Toutefois, conformément à l'article 110 de la LCPE (1999), un avis de nouvelle activité (avis de NAc n° 17329) a été publié vu les incertitudes quant aux effets possibles de l'organisme déclaré sur l'environnement ou la santé humaine qui découlent d'activités non visées par la portée de la présente évaluation. Cet avis de NAc, qui énonce les renseignements exigés concernant ces activités, a été publié le 18 janvier 2014 dans la partie I de la Gazette du Canada, vol. 148, n° 3. Toute activité non précisée dans l'avis peut avoir lieu après le 25 octobre 2013

Annexe du RRSN (O) : 2
Identification de l'organisme : souche Pichia sp.
Déclarant : Bioamber Sarnia Inc., Montréal (Québec)
Date de la décision : 25 octobre 2013
Utilisation proposée : Production industrielle d'acide succinique biologique dans une installation confinée

Identification / Historique de la souche / Modifications génétiques

La souche déclarée est une levure génétiquement modifiée ayant subi de multiples délétions et insertions de gènes afin d'augmenter la production d'acide succinique biologique et de réduire la production de sous-produits. Les gènes insérés ont été intégrés de façon stable dans les chromosomes du microorganisme. La stabilité génétique a été vérifiée pour plusieurs générations, de même que la production accrue d'acide succinique biologique provenant des fermentations à grande échelle aux États-Unis.
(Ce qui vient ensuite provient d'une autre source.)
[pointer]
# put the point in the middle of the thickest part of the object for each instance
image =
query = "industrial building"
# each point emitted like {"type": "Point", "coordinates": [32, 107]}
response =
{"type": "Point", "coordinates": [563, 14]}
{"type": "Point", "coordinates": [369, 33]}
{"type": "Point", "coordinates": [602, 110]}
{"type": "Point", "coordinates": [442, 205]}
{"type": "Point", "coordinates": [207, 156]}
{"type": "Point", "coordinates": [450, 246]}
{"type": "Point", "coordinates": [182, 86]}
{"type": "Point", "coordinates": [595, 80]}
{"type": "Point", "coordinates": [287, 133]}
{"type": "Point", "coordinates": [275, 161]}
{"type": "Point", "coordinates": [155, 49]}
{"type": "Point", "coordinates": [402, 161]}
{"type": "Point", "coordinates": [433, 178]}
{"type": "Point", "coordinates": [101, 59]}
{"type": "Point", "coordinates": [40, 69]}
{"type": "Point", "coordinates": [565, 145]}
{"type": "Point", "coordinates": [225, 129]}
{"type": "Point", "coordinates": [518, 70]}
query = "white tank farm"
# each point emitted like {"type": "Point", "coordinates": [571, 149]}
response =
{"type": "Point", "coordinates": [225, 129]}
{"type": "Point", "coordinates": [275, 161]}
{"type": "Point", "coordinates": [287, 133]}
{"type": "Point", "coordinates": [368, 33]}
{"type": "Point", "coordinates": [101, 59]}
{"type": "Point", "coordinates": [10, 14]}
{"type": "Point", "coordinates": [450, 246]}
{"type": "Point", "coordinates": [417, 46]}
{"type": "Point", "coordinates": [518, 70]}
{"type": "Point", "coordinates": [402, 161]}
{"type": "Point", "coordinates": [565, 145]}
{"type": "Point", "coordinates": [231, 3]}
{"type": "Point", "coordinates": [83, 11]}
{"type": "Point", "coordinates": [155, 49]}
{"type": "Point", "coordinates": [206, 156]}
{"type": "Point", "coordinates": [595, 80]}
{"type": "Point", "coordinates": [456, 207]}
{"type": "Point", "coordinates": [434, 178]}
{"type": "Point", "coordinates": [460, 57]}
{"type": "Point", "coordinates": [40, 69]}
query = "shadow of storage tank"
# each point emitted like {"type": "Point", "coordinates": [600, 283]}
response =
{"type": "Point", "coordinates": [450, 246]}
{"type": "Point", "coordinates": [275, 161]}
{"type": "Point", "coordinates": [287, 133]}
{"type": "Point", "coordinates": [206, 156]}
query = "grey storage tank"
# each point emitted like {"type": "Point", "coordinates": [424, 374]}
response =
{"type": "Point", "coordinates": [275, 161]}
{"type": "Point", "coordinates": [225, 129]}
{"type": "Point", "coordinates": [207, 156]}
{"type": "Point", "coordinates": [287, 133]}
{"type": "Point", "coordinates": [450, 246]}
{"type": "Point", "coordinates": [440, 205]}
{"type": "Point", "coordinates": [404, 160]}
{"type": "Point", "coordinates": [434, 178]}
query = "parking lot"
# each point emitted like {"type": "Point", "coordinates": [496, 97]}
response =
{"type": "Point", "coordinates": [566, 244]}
La souche parentale/hôte a été isolée dans un établissement de mouture humide du maïs aux États-Unis, et BioAmber s'est servie de cette souche pour mettre au point la souche déclarée afin d'optimiser la production d'acide succinique. L'identification de la souche déclarée est fondée sur une analyse génétique qui comparait la séquence de l'ADN ribosomique 26S de la souche à un ensemble de séquences d'ADN 26S de 22 462 champignons provenant de Genbank. La souche s'est révélée 100 % identique à plusieurs souches de cette espèce. La morphologie, les conditions de croissance et les besoins nutritionnels de la souche déclarée concordaient avec les caractéristiques connues de cette espèce.

Examen des dangers

L'examen des dangers suivant est fondé sur des données trouvées dans la littérature scientifique sur la souche hôte sauvage Pichia sp. ainsi que sur des renseignements obtenus au sujet des modifications génétiques qui ont été apportées à l'organisme déclaré.

Danger environnemental

Les formes sexuées et asexuées de cette espèce sont largement répandues dans la nature et ont été isolées de nombreux habitats, comme des fruits, des arbres, des animaux, le sol, des eaux usées, l'eau douce ainsi que de produits alimentaires fermentés. On sait que l'espèce sauvage Pichia peut survivre de nombreux mois dans des glaçons en milieu urbain et qu'elle a été trouvée dans de l'eau douce en Antarctique; celle-ci pourrait donc probablement hiverner au Canada. De plus, le fait que l'espèce sauvage ait été trouvée dans des eaux usées domestiques traitées indique qu'elle pourrait survivre à certains types de traitement des eaux usées.

Le risque de transmission par voie aérienne de la souche déclarée est inconnu. Certains oiseaux sont porteurs de l'espèce sauvage dans leur tractus intestinal et on croit qu'ils pourraient constituer des vecteurs de transmission de cet organisme.

Bien que rares, quelques cas d'infections opportunistes causées par l'espèce sauvage chez des mammifères terrestres ont été signalés. L'espèce a été mise en cause dans des cas de mammite à levures chez des bovins et a la capacité d'infecter certains insectes. On soupçonne également l'espèce d'être faiblement pathogène pour les végétaux. Étant donné que la présente annexe ne requiert pas de données d'analyse précises concernant la toxicité/pathogénicité de la souche déclarée chez les animaux ou les végétaux, nous pouvons attribuer un haut niveau d'incertitude quant à la détermination du danger pour l'environnement.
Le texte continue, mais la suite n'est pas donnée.